I'm trying to show that the quantity

$$(L'\hat{\beta}-\eta)'(L'(X'X)^{-1}L)^{-1}(L'\hat{\beta}-\eta)$$

where $\beta$ is a (p+1)x1 vector, $L'$ is a q x (p+1) vector, and $\eta$ is a q x 1 vector, is invariant under transformations of L which are row and column operations.

This quantity arises in the test statistic for the constrained (restricted) least squares process, where the objective is to minimize

$$S(\beta,\Lambda) = (Y-X\beta)'(Y-X\beta) + 2\Lambda'(L'\beta-\eta)$$

where $\Lambda$ is treated as a Lagrangian multiplier and $L'\beta=\eta$ is the restriction to be imposed on the unrestricted objective function $S(\beta,0)$.

The point is that there is no unique choice of the matrix L', and this should not affect the form of the test statistic.

Here, $\beta' = (\beta_0, \beta_1, \ldots, \beta_p)$.

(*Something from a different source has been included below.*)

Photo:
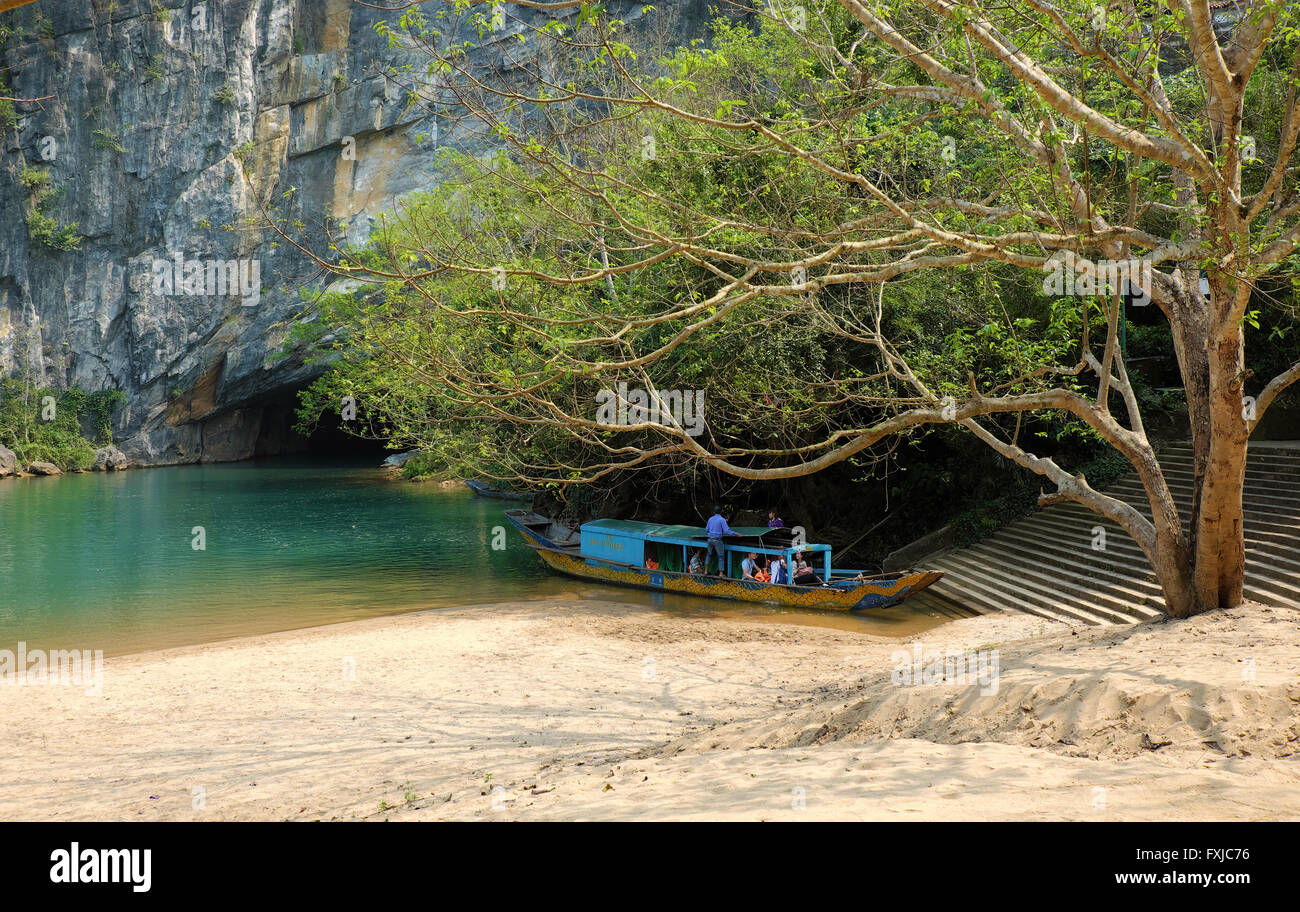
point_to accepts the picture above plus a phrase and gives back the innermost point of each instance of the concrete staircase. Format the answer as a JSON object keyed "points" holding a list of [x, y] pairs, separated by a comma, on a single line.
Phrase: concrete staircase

For instance if one wants to impose

$$\beta_1 = \beta_2 = 0$$

two possible choices of the L' matrix are

$$\left(\begin{array}{ccc}0 & 1 & -1 \ldots\\0 & 0 & 1\end{array}\right)$$

and

$$\left(\begin{array}{ccc}0 & 1 & 0 \ldots\\0 & 0 & 1\end{array}\right)$$

with $\eta = 0$ in both cases.

How do I show that for some such nonsingular transformation T which gives L* = TL, the quantity $(L'\hat{\beta}-\eta)'(L'(X'X)^{-1}L)^{-1}(L'\hat{\beta}-\eta)$ is invariant?